Featured Post

12 December 2013

Bir kitap tavsiyesi: Hermann Hesse "Bozkırkurdu"

Kitapları anlatma vaktidir!
Bugünkü kitabımız, Hermann Hesse'nin "Bozkırkurdu".

Yıllar önce Clarissa P. Estes'in "Kurtlarla Koşan Kadınlar" kitabını okuduğumda, uzun süre bu kitabın etkisinde kalmıştım. Bozkırkurdu'nu okuduğumda da, çaktırmadan sarsıldım. Kurtlarla ilgili kitaplar, beni etkisine alıyor sanırım:)

Bozkırkurdu'nu, bu yaz Assos'ta, çok sessiz-sakin bir yerde, özenle okudum. Kitabı okurken, kitabın karakteriyle birlikte, ben de birçok ruh haline girdim çıktım. Ancak kitabı bitirdiğimde, hala kafamda birçok soru işareti vardı. Bir gün ütü yaparken, "evraka evraka!" diye konuşmaya başladım kendi kendime:) Kafamdaki soru işaretlerini çözmüş ve kendi içimde oldukça anlamlı bir sonuca ulaşmıştım. O zaman, Hermann Hesse'ye derin bir hürmet duydum.

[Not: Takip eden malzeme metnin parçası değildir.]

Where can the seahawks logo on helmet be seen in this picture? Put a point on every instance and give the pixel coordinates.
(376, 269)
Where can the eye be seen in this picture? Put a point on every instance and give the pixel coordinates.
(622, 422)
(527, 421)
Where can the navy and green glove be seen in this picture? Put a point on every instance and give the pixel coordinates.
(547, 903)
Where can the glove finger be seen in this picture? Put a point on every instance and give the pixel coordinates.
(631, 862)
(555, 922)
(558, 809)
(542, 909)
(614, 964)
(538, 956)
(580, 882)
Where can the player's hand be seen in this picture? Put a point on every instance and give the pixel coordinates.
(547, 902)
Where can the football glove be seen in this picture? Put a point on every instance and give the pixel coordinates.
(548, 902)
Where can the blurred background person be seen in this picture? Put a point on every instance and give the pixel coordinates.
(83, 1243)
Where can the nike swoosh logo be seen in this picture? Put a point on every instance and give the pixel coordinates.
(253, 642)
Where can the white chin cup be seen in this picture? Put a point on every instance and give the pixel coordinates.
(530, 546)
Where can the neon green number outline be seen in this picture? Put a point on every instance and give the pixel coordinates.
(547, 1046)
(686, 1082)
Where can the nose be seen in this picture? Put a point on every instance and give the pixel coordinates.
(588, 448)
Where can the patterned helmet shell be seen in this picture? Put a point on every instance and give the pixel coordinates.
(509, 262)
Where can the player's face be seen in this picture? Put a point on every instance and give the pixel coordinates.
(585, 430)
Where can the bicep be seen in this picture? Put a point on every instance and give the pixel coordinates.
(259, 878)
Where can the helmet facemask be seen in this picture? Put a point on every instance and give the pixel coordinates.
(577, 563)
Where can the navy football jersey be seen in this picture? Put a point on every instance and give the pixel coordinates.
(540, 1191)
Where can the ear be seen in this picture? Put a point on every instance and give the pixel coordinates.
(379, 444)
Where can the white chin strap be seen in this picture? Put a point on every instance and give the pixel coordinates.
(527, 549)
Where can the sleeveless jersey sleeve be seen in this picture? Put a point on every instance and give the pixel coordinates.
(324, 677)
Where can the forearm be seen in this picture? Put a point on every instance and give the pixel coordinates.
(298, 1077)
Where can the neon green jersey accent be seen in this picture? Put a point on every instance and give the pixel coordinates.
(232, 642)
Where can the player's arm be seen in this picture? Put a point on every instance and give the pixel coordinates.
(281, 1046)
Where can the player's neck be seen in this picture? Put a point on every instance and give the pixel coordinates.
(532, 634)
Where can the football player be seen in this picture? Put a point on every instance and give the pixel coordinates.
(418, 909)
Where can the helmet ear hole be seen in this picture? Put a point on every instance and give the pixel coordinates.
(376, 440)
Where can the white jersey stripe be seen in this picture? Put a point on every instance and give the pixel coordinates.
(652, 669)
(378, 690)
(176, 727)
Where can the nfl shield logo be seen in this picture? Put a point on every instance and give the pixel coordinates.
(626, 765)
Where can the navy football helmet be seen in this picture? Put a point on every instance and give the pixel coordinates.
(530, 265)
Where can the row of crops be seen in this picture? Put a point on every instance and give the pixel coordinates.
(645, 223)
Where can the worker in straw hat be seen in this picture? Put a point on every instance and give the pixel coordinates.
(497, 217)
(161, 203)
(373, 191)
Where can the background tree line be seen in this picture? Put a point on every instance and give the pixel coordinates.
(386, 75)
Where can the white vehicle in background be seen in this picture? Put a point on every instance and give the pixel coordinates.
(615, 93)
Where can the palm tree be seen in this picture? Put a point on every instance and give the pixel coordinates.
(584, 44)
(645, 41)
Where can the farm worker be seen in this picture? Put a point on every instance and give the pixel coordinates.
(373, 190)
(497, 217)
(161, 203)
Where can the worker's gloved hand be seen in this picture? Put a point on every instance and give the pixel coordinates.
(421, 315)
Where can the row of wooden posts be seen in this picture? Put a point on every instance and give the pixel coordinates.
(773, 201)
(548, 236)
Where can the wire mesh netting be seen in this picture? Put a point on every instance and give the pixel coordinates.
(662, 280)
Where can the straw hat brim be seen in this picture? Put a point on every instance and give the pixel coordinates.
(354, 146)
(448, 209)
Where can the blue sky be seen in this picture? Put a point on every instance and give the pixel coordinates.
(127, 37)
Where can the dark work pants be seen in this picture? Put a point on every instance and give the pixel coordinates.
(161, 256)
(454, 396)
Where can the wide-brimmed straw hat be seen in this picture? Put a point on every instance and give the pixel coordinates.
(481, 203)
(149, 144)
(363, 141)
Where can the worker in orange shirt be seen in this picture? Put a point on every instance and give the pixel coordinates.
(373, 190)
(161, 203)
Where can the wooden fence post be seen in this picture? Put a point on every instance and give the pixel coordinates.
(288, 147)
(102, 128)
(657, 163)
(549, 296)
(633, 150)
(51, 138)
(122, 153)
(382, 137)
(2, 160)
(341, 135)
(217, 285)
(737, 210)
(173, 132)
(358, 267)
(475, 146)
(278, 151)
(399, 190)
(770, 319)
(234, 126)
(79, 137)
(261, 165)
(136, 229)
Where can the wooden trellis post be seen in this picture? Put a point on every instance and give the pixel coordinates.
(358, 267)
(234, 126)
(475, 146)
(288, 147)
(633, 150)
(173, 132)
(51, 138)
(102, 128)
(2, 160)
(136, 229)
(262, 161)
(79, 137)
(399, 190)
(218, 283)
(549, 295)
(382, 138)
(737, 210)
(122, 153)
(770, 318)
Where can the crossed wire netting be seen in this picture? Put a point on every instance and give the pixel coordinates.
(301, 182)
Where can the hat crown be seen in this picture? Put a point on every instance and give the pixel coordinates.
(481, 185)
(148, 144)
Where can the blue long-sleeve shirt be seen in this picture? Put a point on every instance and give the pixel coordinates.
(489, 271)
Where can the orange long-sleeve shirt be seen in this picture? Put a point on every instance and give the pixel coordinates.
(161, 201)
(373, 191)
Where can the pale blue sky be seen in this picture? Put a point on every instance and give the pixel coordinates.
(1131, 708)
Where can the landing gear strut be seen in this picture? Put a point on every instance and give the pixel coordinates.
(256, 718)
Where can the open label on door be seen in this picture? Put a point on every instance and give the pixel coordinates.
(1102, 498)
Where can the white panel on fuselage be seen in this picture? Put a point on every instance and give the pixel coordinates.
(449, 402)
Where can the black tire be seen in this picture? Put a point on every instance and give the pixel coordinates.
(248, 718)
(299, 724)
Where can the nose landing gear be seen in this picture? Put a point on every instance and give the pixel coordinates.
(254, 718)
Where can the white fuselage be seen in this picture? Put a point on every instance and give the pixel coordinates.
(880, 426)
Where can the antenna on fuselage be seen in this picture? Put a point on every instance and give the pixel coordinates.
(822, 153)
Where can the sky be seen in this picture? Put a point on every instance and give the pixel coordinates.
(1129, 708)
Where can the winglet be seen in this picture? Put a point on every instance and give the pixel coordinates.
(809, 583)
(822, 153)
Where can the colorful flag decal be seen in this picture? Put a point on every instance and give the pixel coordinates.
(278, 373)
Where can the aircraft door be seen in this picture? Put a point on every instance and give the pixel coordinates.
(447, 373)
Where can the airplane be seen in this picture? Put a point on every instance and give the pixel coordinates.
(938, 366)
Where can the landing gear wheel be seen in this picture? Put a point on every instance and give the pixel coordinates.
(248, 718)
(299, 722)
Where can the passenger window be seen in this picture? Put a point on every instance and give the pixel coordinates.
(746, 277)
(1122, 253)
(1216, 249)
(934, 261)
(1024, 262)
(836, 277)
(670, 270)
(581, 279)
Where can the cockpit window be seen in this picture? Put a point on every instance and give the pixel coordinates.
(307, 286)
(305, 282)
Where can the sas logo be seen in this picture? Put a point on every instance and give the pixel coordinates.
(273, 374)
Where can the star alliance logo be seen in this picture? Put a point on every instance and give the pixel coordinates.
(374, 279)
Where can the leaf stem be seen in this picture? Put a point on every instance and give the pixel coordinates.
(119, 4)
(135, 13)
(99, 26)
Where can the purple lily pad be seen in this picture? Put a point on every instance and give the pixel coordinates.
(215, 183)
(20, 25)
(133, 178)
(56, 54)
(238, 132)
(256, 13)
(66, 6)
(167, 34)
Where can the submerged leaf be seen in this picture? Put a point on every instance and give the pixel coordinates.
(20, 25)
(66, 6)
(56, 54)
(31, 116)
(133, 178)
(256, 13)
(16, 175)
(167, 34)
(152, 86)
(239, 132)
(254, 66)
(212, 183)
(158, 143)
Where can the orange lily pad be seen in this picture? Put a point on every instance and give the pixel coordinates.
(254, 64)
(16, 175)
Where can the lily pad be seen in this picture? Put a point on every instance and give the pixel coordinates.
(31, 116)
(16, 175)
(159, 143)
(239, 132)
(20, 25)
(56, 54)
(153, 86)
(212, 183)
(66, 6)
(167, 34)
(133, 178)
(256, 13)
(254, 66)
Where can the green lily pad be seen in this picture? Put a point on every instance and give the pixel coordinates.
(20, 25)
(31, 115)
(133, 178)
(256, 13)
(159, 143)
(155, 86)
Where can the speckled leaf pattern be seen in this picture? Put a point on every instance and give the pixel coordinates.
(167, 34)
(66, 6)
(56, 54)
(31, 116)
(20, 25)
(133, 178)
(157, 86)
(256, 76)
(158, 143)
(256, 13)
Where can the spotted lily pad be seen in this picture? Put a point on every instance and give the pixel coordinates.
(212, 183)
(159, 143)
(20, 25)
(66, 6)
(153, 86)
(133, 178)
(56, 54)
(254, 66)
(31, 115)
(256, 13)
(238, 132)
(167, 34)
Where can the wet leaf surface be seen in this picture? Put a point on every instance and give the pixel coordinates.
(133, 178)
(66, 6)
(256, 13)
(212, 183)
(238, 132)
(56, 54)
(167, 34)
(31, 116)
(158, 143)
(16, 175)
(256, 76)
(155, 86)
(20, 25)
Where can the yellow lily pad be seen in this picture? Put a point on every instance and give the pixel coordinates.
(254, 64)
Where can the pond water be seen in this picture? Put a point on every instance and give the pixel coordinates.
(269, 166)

Kitabın konusuyla ilgili çok detaya girip, kitabı okuma keyfinizi kaçırmak istemiyorum ancak kitabın kapak yazısı ve beni etkileyen birkaç satırı sizlerle paylaşırsam, kitap hakkında biraz fikir edinebileceğinizi düşünüyorum.
Baştan söyleyeyim! Okunması, yenilip, yutulması kolay bir kitap değil ancak kitabı bitirdikten sonra sindirmek için, biraz vakit tanıyın kendinize. Kitabın etkisinin nerede ortaya çıkacağı belli olmaz. Ütü yaparken bile, kendinizle ilgili çok önemli bir farkındalık yaşayabilirsiniz:)

Kapak yazısı:
"Harry kendi içinde bir "insan" bulur, düşüncelerden, duygulardan, uygarlıktan, dizginlenmiş ve yüceltilmiş doğadan kurulup çatılmış bir dünyadır bu; ayrıca, bir "kurt" bulur içinde, içgüdülerden, vahşilikten, acımasızlıktan, yüceltilmemiş, yontulmamış doğadan bir dünya bulur. Varlığının böyle açık seçik ikiye ayrılmasına, birbirine düşman iki yarıma bölünmesine karşın, yine de kurt ile insanın bazı mutlu anlarda birbiriyle kardeş kardeş geçindiğini görür."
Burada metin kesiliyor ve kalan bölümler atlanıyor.